A group of British activists, including the actor Jude Law and the playwright Tom Stoppard, joined a recital in a makeshift theatre in the jungle on February 21st. 

They appealed for minors with relatives in Britain to be allowed to go there.  The Austrian director Michael Haneke intends to shoot a film in the jungle this spring.

The French government wants to limit the encampment to 125 heated converted freight containers, which could house 1,500 people, and the adjacent Jules Ferry Centre, which can house 500 women and children.  Ms Buccio says 2,000 migrants in a city of 70,000 is a “proportionate” number.

But the migrants are reluctant to live in the “secure” area of the jungle, where they must register and check in and out by handprints. 

Fewer than 100 migrants took advantage of a week’s grace period offered by Ms Buccio to enable them to move to some 100 “welcome and orientation centres” across France.   They want to remain near the Channel Tunnel, and the mass expulsion is more likely to push them back into Calais, 5km away, and into the surrounding countryside.

The prefect’s decree cites “a situation of extreme tension” presenting “grave threats to public order”.  It says migrants block roads and use violence against lorry drivers and security forces.

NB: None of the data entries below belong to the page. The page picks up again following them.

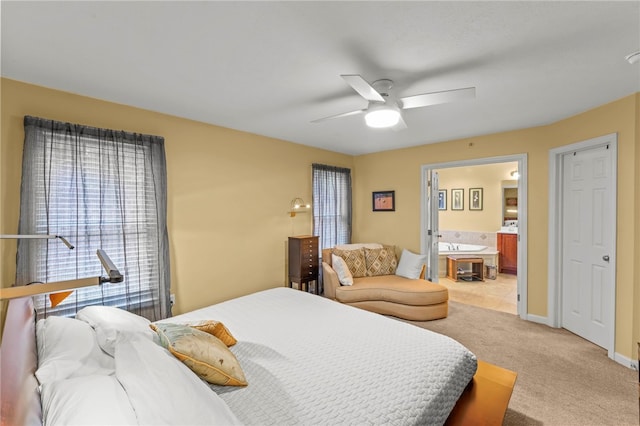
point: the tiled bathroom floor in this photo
(500, 294)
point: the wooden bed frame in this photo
(484, 401)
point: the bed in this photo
(306, 359)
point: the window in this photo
(100, 189)
(331, 205)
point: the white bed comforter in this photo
(312, 361)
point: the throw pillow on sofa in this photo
(354, 260)
(341, 268)
(380, 261)
(410, 265)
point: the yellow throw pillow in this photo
(380, 261)
(203, 353)
(354, 260)
(215, 328)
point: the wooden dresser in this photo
(303, 261)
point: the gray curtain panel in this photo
(331, 205)
(100, 189)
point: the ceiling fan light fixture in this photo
(382, 117)
(633, 57)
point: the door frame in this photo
(555, 261)
(521, 159)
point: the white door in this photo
(588, 267)
(433, 230)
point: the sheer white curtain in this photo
(100, 189)
(331, 205)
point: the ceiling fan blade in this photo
(436, 98)
(344, 114)
(400, 126)
(363, 88)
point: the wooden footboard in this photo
(486, 399)
(18, 362)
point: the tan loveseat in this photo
(389, 294)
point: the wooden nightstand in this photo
(303, 261)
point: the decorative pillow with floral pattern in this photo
(355, 261)
(380, 261)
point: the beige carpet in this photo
(562, 378)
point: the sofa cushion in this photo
(380, 261)
(411, 264)
(355, 261)
(341, 268)
(393, 288)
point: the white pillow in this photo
(69, 348)
(162, 390)
(410, 265)
(88, 400)
(109, 322)
(340, 266)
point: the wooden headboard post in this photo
(20, 402)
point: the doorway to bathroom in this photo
(476, 209)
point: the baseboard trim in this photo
(619, 358)
(627, 362)
(537, 318)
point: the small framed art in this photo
(384, 201)
(457, 199)
(442, 199)
(475, 198)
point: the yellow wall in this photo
(228, 192)
(489, 177)
(401, 170)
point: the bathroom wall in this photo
(489, 177)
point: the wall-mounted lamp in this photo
(61, 286)
(298, 206)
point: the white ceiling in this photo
(271, 67)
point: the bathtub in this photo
(488, 254)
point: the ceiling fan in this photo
(384, 108)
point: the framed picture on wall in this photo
(384, 201)
(442, 199)
(457, 199)
(475, 198)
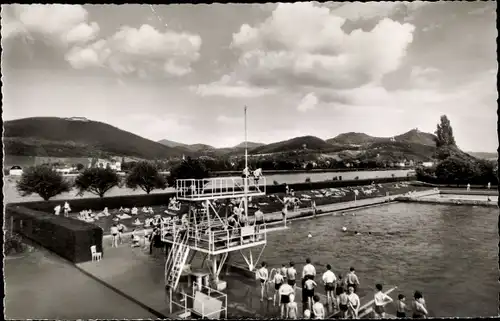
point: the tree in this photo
(455, 170)
(97, 181)
(188, 169)
(444, 133)
(146, 176)
(42, 180)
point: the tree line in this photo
(45, 181)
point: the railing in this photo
(205, 235)
(218, 187)
(183, 304)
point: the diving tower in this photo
(216, 224)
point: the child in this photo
(262, 275)
(380, 300)
(318, 309)
(342, 302)
(278, 282)
(292, 308)
(401, 307)
(309, 286)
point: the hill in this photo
(298, 143)
(417, 137)
(484, 155)
(58, 137)
(353, 138)
(250, 145)
(170, 143)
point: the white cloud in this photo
(227, 88)
(63, 24)
(140, 51)
(307, 103)
(229, 120)
(317, 51)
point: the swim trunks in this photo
(379, 309)
(329, 286)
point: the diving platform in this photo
(216, 241)
(219, 188)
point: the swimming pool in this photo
(449, 253)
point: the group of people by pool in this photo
(340, 293)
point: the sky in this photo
(185, 72)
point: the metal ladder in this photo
(176, 260)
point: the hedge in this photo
(69, 238)
(98, 204)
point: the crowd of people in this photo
(280, 286)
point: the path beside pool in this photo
(275, 218)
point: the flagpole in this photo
(246, 166)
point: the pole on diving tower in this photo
(246, 167)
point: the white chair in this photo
(96, 256)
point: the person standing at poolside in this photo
(285, 292)
(278, 282)
(353, 303)
(263, 277)
(418, 306)
(343, 302)
(308, 291)
(352, 279)
(380, 299)
(292, 308)
(329, 281)
(291, 275)
(114, 235)
(318, 310)
(401, 307)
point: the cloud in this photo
(63, 24)
(307, 103)
(141, 51)
(317, 52)
(229, 120)
(227, 88)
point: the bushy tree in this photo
(146, 176)
(188, 169)
(42, 180)
(444, 133)
(97, 181)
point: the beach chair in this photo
(96, 256)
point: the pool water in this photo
(449, 253)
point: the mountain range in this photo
(71, 137)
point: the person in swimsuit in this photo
(353, 302)
(285, 292)
(309, 286)
(329, 280)
(343, 301)
(401, 307)
(291, 275)
(292, 308)
(114, 234)
(380, 300)
(121, 229)
(318, 310)
(278, 282)
(352, 279)
(418, 305)
(262, 276)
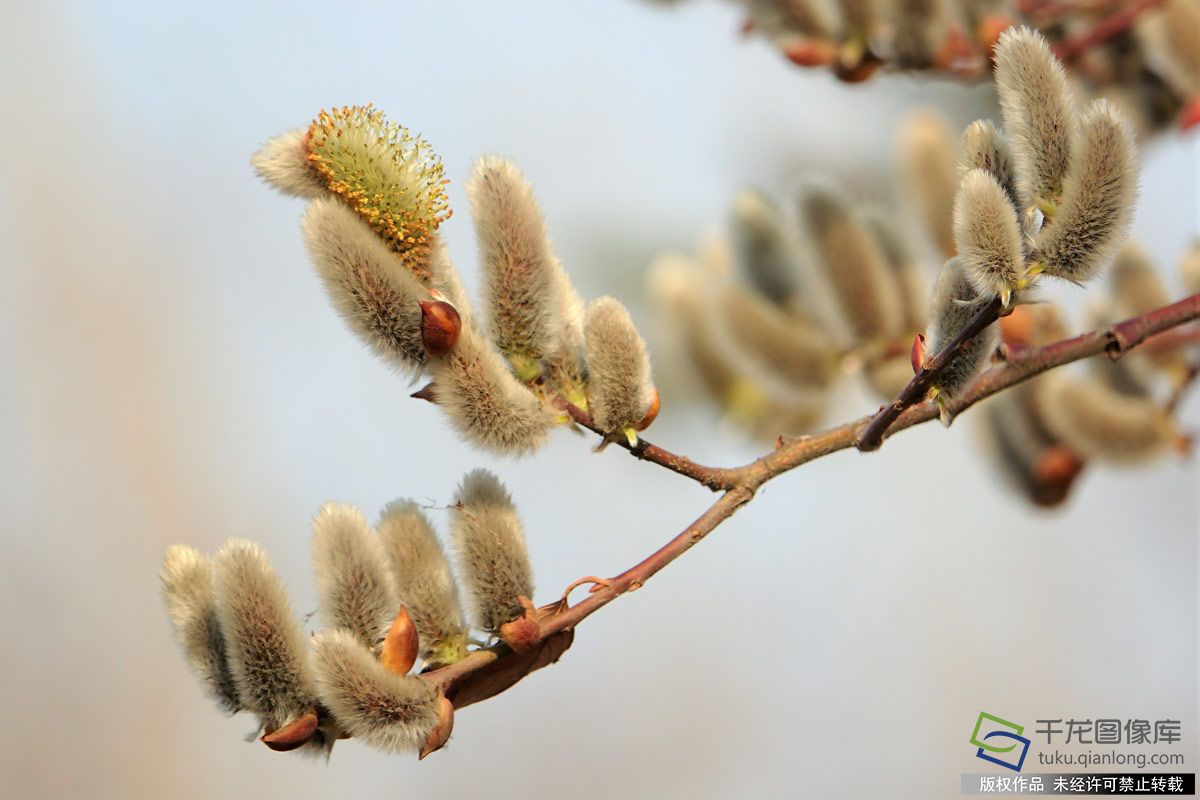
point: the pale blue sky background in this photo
(171, 372)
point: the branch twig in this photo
(489, 672)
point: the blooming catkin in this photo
(953, 304)
(762, 248)
(851, 262)
(988, 236)
(187, 593)
(619, 389)
(1097, 199)
(391, 179)
(984, 146)
(1038, 112)
(925, 172)
(522, 280)
(263, 637)
(354, 589)
(283, 163)
(1101, 422)
(393, 713)
(490, 543)
(424, 582)
(369, 286)
(486, 404)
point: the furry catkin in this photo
(619, 389)
(953, 302)
(490, 543)
(851, 262)
(984, 146)
(522, 278)
(762, 247)
(486, 404)
(988, 236)
(354, 588)
(909, 274)
(263, 637)
(1038, 112)
(1099, 422)
(787, 347)
(678, 293)
(925, 173)
(1097, 199)
(391, 179)
(283, 163)
(389, 711)
(367, 284)
(424, 582)
(187, 593)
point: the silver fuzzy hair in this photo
(523, 281)
(187, 593)
(984, 146)
(762, 246)
(988, 236)
(953, 302)
(1097, 199)
(787, 347)
(424, 581)
(354, 588)
(486, 404)
(619, 389)
(263, 637)
(1101, 422)
(925, 174)
(850, 260)
(372, 289)
(1038, 112)
(490, 543)
(283, 163)
(389, 711)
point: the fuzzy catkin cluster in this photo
(376, 200)
(802, 296)
(384, 600)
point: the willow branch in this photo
(489, 672)
(918, 388)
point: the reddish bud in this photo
(442, 731)
(292, 735)
(651, 414)
(917, 355)
(810, 53)
(441, 325)
(427, 392)
(399, 653)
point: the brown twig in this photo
(918, 388)
(489, 672)
(1108, 28)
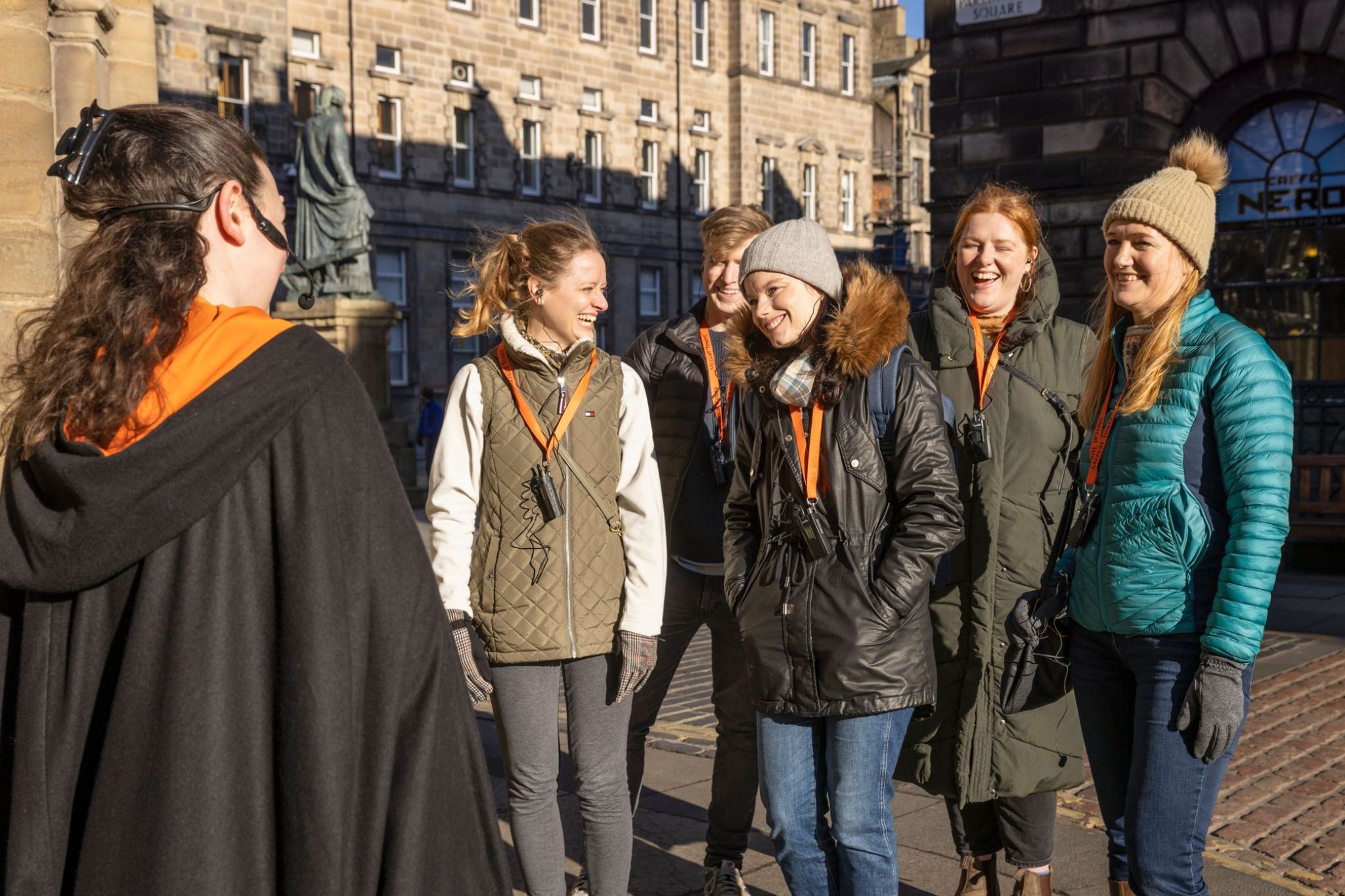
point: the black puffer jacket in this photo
(857, 637)
(669, 359)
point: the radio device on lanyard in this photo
(541, 482)
(720, 405)
(975, 437)
(807, 526)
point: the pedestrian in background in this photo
(428, 427)
(830, 545)
(997, 349)
(1185, 499)
(693, 406)
(548, 536)
(225, 670)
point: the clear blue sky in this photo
(915, 18)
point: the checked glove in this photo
(478, 687)
(1214, 706)
(638, 656)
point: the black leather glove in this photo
(1214, 706)
(638, 656)
(478, 687)
(1036, 612)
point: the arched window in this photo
(1279, 261)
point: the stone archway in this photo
(1279, 257)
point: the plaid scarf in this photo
(793, 383)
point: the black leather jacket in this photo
(857, 636)
(669, 360)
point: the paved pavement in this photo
(1279, 822)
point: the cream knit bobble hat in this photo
(1180, 198)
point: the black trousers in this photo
(692, 601)
(1023, 826)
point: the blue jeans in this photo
(1157, 800)
(844, 763)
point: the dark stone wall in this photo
(1083, 98)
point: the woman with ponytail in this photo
(223, 667)
(1183, 511)
(1013, 371)
(548, 539)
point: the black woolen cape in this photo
(225, 664)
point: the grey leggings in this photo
(527, 714)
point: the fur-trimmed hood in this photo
(857, 333)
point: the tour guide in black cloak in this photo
(225, 664)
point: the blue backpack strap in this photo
(883, 398)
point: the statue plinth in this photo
(358, 326)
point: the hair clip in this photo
(79, 144)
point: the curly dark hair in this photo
(88, 360)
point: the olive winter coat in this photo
(1013, 503)
(856, 637)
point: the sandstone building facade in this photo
(475, 114)
(1076, 101)
(902, 141)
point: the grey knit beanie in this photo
(797, 247)
(1180, 198)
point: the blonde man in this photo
(692, 405)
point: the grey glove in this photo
(1214, 706)
(638, 656)
(478, 687)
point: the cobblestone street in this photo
(1282, 806)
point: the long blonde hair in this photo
(1146, 373)
(503, 263)
(1013, 203)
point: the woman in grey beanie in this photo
(833, 528)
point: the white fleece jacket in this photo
(455, 489)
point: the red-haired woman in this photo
(1013, 371)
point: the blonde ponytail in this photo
(503, 264)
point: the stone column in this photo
(358, 327)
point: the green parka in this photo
(1013, 503)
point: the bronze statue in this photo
(334, 213)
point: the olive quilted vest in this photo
(548, 590)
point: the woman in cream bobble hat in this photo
(1181, 517)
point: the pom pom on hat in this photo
(797, 247)
(1179, 200)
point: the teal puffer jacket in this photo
(1195, 495)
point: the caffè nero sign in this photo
(974, 12)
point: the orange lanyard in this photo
(526, 413)
(810, 450)
(985, 368)
(1102, 431)
(720, 403)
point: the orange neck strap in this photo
(985, 367)
(1102, 431)
(720, 403)
(546, 444)
(810, 449)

In an interview with La Voix du Nord newspaper, interior minister Bernard Cazeneuve called the planned closure of much of the jungle a “humanitarian operation” and said all could be housed in shelters elsewhere.

Britain’s prime minister, David Cameron, has used the necessity of preventing camps similar to that in Calais sprouting up in southern England as an argument in his campaign to keep Britain in the EU. 

If Britain leaves, he says, France is likely to reconsider the 2003 Touquet accords, which allow Britain to deploy immigration officers in Calais. French opposition politicians want to revise the accords. 

“We must tell the English that we won’t do the work for them and that the English border is not in Calais, it’s in Dover,” said Xavier Bertrand, the conservative president of the region.

By turning back migrants in Calais, Britain prevents them applying for asylum in the UK.  Asylum applications have fallen from 80,000 to 30,000 per year since the Touquet accords. 

Proponents of a Brexit say leaving the EU should not affect the bilateral treaty between Britain and France.  Mr Cazeneuve has predicted “a humanitarian disaster” and “tens of thousands of refugees in the Calais area” if France grants migrants free passage to Britain.